Category Archives: Books

Book Review: Effective Python

Effective Python (disclaimer) contains 59 mini-lessons on python best practices. This book is not for programming novices but is great for advancing your python skill or as a reference if you’re moving to python from another language.

I see Effective Python as a compliment to Python for Data Analysis, the latter covering scientific and statistical uses where alternatives include MATLAB or R, and the former covering general software problems where python takes the place of Java or Ruby. Of course those two fields are not mutually exclusive, after reading Effective Python I have a better understanding of what’s going on (or should be going on) behind the scenes of the python libraries I use.

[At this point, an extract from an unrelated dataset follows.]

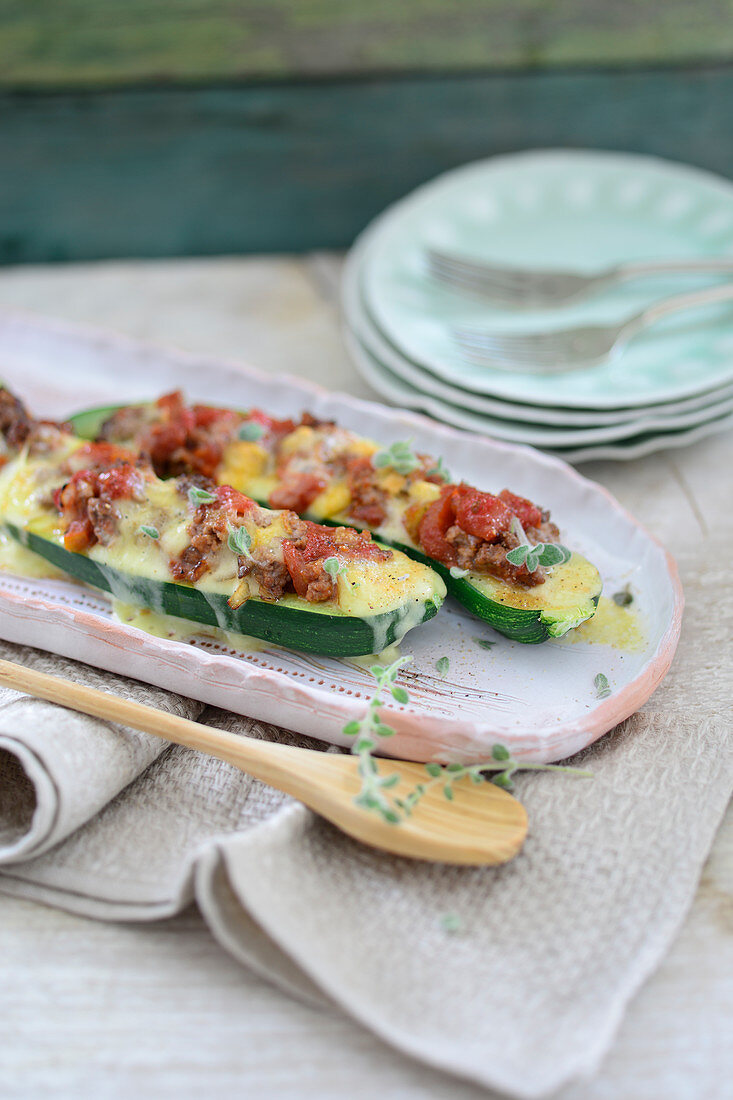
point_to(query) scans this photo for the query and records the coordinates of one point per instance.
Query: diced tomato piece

Book review: The Linux Command Line

The Linux Command Line: A Complete Introduction lives up to its name and covers a wide range of command line topics (disclaimer). There are a lot of subtleties with how the bash shell behaves that are more clear to me after reading this book. I didn’t learn as much as I did from How Linux Works (review), but I wish I’d read The Linux Command Line when I first starting working with linux systems.

The last part of the book deals with writing shell scripts and covers more about shell scripting than I ever wanted to know. Reading and writing nontrivial shell scripts is sometimes a reality, so overall it was good to pick up a few useful tips and tricks along with a generally increased understanding of bash programming.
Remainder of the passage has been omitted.